Segunda-feira sentada na carteira da sala aguardando a distribuição das provas, última olhada no meu amigo leão. Prova na carteira. Lápis na mão. Impressionante, primeiro exercício - fiz em 5 minutos, segundo exercício – Acho que não fui nessa aula, mas vamos ver o que eu sei fazer – terceiro exercício – Como era a fórmula mesmo? Lembrei. Só isso? Tão simples!Trinta minutos depois, esperando meus amigos na porta da sala para comprar os exercícios.

Sai o Denis:
- Nossa muito difícil!
Sai o Takai:
- Impossível esse professor tá loco!
Sai o Ivan:
- Ainda bem que não precisava de muito.

Resumindo, eu devia ter ido muito mal, confundido tudo, eu não podia ter achado a prova tão fácil assim sem ter estudado. Agora só me restava esperar pela a nota e me preparar para o exame.

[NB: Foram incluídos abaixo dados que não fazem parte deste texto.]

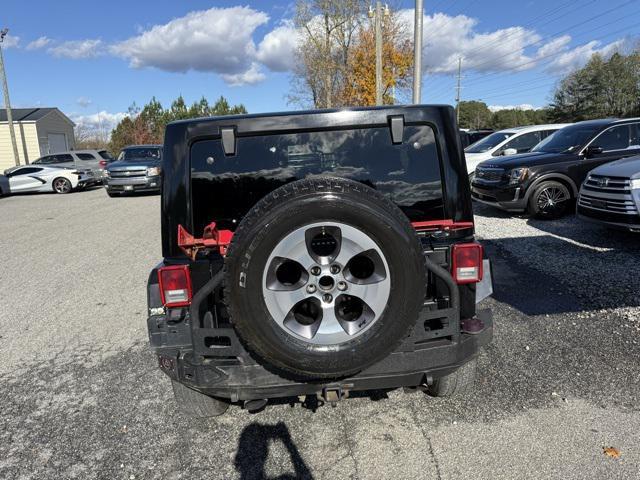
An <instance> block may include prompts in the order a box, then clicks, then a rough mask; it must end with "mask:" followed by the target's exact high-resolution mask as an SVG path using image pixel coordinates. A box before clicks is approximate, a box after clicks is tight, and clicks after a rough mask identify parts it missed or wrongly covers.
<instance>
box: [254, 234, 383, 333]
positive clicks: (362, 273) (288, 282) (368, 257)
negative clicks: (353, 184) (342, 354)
mask: <svg viewBox="0 0 640 480" xmlns="http://www.w3.org/2000/svg"><path fill="white" fill-rule="evenodd" d="M390 289H391V280H390V275H389V267H388V264H387V261H386V259H385V257H384V254H383V252H382V250H381V249H380V247H379V246H378V245H377V244H376V242H375V241H374V240H373V239H372V238H371V237H370V236H369V235H367V234H366V233H364V232H362V231H361V230H359V229H357V228H354V227H352V226H350V225H346V224H343V223H336V222H327V223H316V224H311V225H307V226H304V227H300V228H298V229H296V230H294V231H293V232H291V233H289V234H288V235H287V236H286V237H284V238H283V239H282V240H280V242H278V244H277V245H276V247H275V248H274V249H273V251H272V253H271V255H270V257H269V259H268V260H267V263H266V267H265V271H264V275H263V281H262V293H263V298H264V301H265V305H266V307H267V309H268V310H269V313H270V314H271V317H272V318H273V319H274V320H275V322H276V323H277V324H278V326H279V327H280V328H282V329H283V330H284V331H285V332H286V333H288V334H289V335H292V336H294V337H296V338H298V339H300V340H303V341H306V342H308V343H313V344H319V345H335V344H340V343H344V342H347V341H349V340H352V339H353V338H355V337H357V336H359V335H361V334H362V333H364V332H365V331H366V330H367V329H368V328H370V327H371V325H373V324H374V323H375V322H376V321H377V320H378V319H379V318H380V317H381V315H382V313H383V311H384V309H385V307H386V305H387V301H388V299H389V292H390Z"/></svg>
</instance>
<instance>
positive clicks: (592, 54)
mask: <svg viewBox="0 0 640 480" xmlns="http://www.w3.org/2000/svg"><path fill="white" fill-rule="evenodd" d="M630 44H631V40H629V39H620V40H616V41H615V42H611V43H608V44H606V45H602V43H601V42H598V41H596V40H593V41H591V42H589V43H586V44H584V45H580V46H578V47H576V48H573V49H569V48H568V45H567V44H565V45H564V47H563V48H561V50H565V52H564V53H562V54H560V55H559V56H558V57H557V58H555V59H554V60H553V61H552V62H551V63H550V64H549V65H548V66H547V67H546V70H547V71H548V72H550V73H555V74H562V73H567V72H569V71H571V70H574V69H576V68H580V67H582V66H584V65H585V64H586V63H587V62H588V61H589V59H590V58H591V57H592V55H593V54H595V53H597V54H600V55H602V56H603V57H605V58H607V57H609V56H611V55H613V54H614V53H615V52H617V51H620V50H624V49H625V48H626V47H627V46H629V45H630Z"/></svg>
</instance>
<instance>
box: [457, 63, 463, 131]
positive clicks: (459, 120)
mask: <svg viewBox="0 0 640 480" xmlns="http://www.w3.org/2000/svg"><path fill="white" fill-rule="evenodd" d="M461 74H462V57H458V82H457V86H456V122H460V89H461V88H462V87H461V86H460V80H461V78H462V75H461Z"/></svg>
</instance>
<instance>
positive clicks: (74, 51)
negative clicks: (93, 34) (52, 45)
mask: <svg viewBox="0 0 640 480" xmlns="http://www.w3.org/2000/svg"><path fill="white" fill-rule="evenodd" d="M47 51H48V52H49V53H51V54H52V55H53V56H54V57H64V58H71V59H73V60H78V59H80V58H93V57H97V56H98V55H102V53H103V43H102V40H94V39H87V40H70V41H68V42H62V43H61V44H59V45H56V46H55V47H51V48H49V49H48V50H47Z"/></svg>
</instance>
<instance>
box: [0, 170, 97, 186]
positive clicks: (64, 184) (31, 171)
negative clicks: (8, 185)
mask: <svg viewBox="0 0 640 480" xmlns="http://www.w3.org/2000/svg"><path fill="white" fill-rule="evenodd" d="M4 174H5V176H6V177H7V179H8V181H9V193H27V192H55V193H69V192H70V191H72V190H73V189H74V188H78V187H82V186H84V185H85V184H87V183H90V182H92V181H93V177H92V176H90V175H89V174H85V173H80V172H78V171H77V170H73V169H68V168H60V167H45V166H41V165H24V166H19V167H13V168H9V169H8V170H5V172H4Z"/></svg>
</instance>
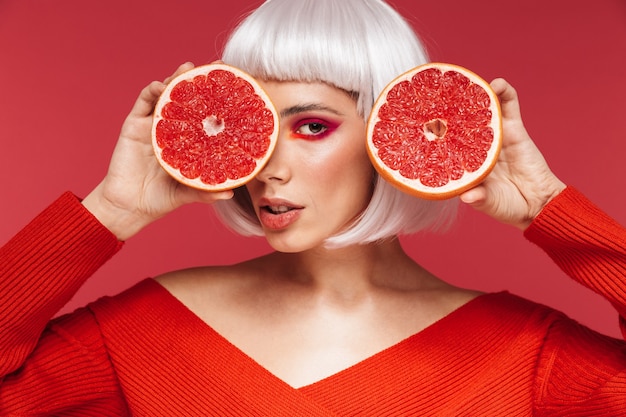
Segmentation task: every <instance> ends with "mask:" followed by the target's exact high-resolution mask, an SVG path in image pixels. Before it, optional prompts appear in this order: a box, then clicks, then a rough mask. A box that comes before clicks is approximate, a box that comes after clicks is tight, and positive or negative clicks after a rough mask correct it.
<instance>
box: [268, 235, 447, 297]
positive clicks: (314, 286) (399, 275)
mask: <svg viewBox="0 0 626 417" xmlns="http://www.w3.org/2000/svg"><path fill="white" fill-rule="evenodd" d="M269 258H270V259H271V261H270V264H271V265H273V269H274V271H273V273H274V274H275V275H274V276H276V277H279V278H280V279H286V280H290V281H295V282H298V283H300V284H302V285H305V286H308V287H309V288H310V289H312V290H314V291H315V292H316V293H318V294H319V295H325V294H327V295H334V296H339V297H345V298H358V297H359V296H361V295H366V294H368V292H369V291H371V290H374V289H381V288H386V289H393V290H405V291H406V290H417V289H420V288H423V287H426V286H428V285H429V284H431V283H432V282H433V280H436V278H435V277H434V276H432V275H431V274H430V273H428V272H427V271H426V270H424V269H423V268H422V267H420V266H419V265H418V264H416V263H415V262H414V261H413V260H412V259H411V258H410V257H409V256H408V255H407V254H406V253H405V252H404V250H403V249H402V247H401V245H400V243H399V242H398V240H397V239H393V240H390V241H386V242H382V243H376V244H367V245H353V246H349V247H345V248H340V249H324V248H317V249H315V250H311V251H306V252H301V253H278V252H276V253H273V254H271V255H270V256H269Z"/></svg>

Três dias depois, o Denis me chama de longe:

- Você viu sua nota?
- Não, muito ruim?
- Não, foi a maior nota da sala.
- Sério?
- Sério!Você tirou nove.
- Não acredito
- Vai olhar no quadro!


Fui verificar, era eu mesma, nove, exatamente o que eu precisava nada a mais, nada a menos, exatos nove. Num impulso abri minha mala beijei o chaveiro e agradeci. De agora em diante ele seria meus talismã.


Parte 3 – do fim da magia

Aquele bimestre foi excepcional, as melhores notas que eu jamais tirei. Sentada no banco do jardim aguardava à hora da última prova. Tinha a certeza que meu talismã me ajudaria como ajudou em todas as outras provas, estava tranqüila esperando, é nessa hora ouço uma conversa:

Ela – Mas Leo, o que eu fiz para você?
Ele – Má você nunca me entende, sempre me cobra estar do seu lado.
Ela – É que eu gosto tanto de você, deixo tudo para ficar com você.
Ele – Mas eu não quero que você deixe nada, quero que viva a sua vida.
Ela – Eu vivo, mas vivo melhor do seu lado!
Ele – Má eu não te amo mais, essa é a verdade. Não quero mais viver do seu lado.
Ela - Eu te amo Leo.
Ele – Meu amor passou, sinto muito.
Ele – Marina, não chore!

Ela sai correndo e chorando pelo campus.

Hora da prova, o professor entrega a prova na minha mão, mas agora sinto alguma coisa errada. Mãos suando, visão embaçada, o nervosismo como antes. Primeiro exercício – vou deixar para depois. Segundo exercício – nosso nunca vi essa matéria. Terceiro exercício – é o fim. Noventa minutos, entrego a prova, exercícios incompletos nenhum resolvido com certeza. No corredor todos dizendo que foi moleza e eu certeza de exame no fim do ano.

Sentei no banco mais uma vez e lá eu entendi. Passou o efeito, o talismã perdeu a força.